6. Use the results of your continuous predictions, extract the true and false positive rate using the function `metrics.roc_curve()` from `sklearn`, and plot a ROC curve. Re-using the cutoff that gave the largest accuracy in the previous task 5, identify the corresponding true and false positive rate. Then highlight this point on the ROC curve. Also highlight the point on the ROC curve that corresponds to a cutoff of 0.5. 

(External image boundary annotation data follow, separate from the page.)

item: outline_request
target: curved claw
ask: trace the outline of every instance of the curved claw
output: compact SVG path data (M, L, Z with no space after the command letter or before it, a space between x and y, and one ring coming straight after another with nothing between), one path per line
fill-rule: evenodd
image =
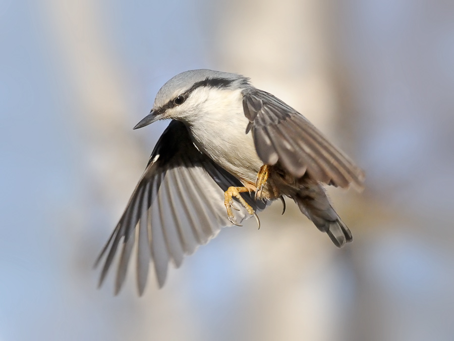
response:
M284 199L283 197L282 197L282 196L279 197L279 199L280 199L280 201L282 202L282 214L283 214L286 213L286 201L285 199Z
M230 221L230 222L231 222L234 225L236 225L237 226L243 226L242 225L239 225L238 223L237 223L236 221L234 221L233 220L233 219L232 218L232 217L231 217L229 216L227 216L227 217L229 218L229 220Z
M254 212L254 218L255 218L255 221L257 222L257 224L258 225L258 229L260 229L260 220L258 218L258 216L257 215L257 213Z

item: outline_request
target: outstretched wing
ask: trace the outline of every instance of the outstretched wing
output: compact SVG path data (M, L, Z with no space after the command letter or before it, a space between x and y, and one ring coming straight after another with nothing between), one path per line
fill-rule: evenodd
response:
M120 247L116 294L120 291L137 241L139 294L145 288L151 260L161 287L171 260L179 267L184 255L206 243L221 227L232 225L223 205L223 192L230 186L241 185L196 148L183 123L172 121L96 261L97 264L107 255L99 285ZM266 205L255 202L248 193L243 198L254 210ZM238 221L250 216L242 205L236 202L233 205L239 210L235 216Z
M257 153L265 164L278 162L296 177L313 179L342 187L363 188L364 174L306 118L268 92L243 92L244 114L249 120Z

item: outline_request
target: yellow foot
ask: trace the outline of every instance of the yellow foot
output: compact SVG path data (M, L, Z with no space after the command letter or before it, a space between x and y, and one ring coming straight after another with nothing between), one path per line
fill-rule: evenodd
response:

7. Manually define a cutoff in which the ratio of predictions of 0s (goods) and 1s (bads) is representative of the ratio of them in the training data. For example, if your good-to-bad ratio in the training set was 3:1, then your discrete class predictions for the test set should also display this ratio.

8. Assess your classifier by creating a precision-recall plot.

How does this table differ from the ROC curve? Which of them would you use in different situations?
___

Next we want to find out how the size of the training set can affect our predictions.

9. Create a loop in which you train multiple logit models. Vary a parameter `train_set_size` from 0 to 1 in steps of 0.1. In each iteration of the loop, estimate a logit model using `train_set_size` percent of the actual training set, which we created at the beginning of the exercise. Calculate the AUC for our test set for each model and save it in an array. Finally, create a plot of `train_set_size` on the x-axis versus the corresponding test set AUC on the y-axis. 

Looking at this plot, do you think logit is sensitive toward the size of the training set?

**Optional:** you could also repeat the above task and create a plot for a decision tree model. This would facilitate comparing the 'hunger' for data between logit and trees.
___


10. Familiarize yourself with the `StratifiedKFold()` function of `sklean`. We want to use this function to create 5 splits. Use the  ` cross_validate()` function to calculate the corresponding average AUC. Compare the results to the ones in task 4.



Which model performed better? How do you explain these results? Read up on this function. How does it work and why would you use it?
___
___

Well done!! You have reached the end of this exercise.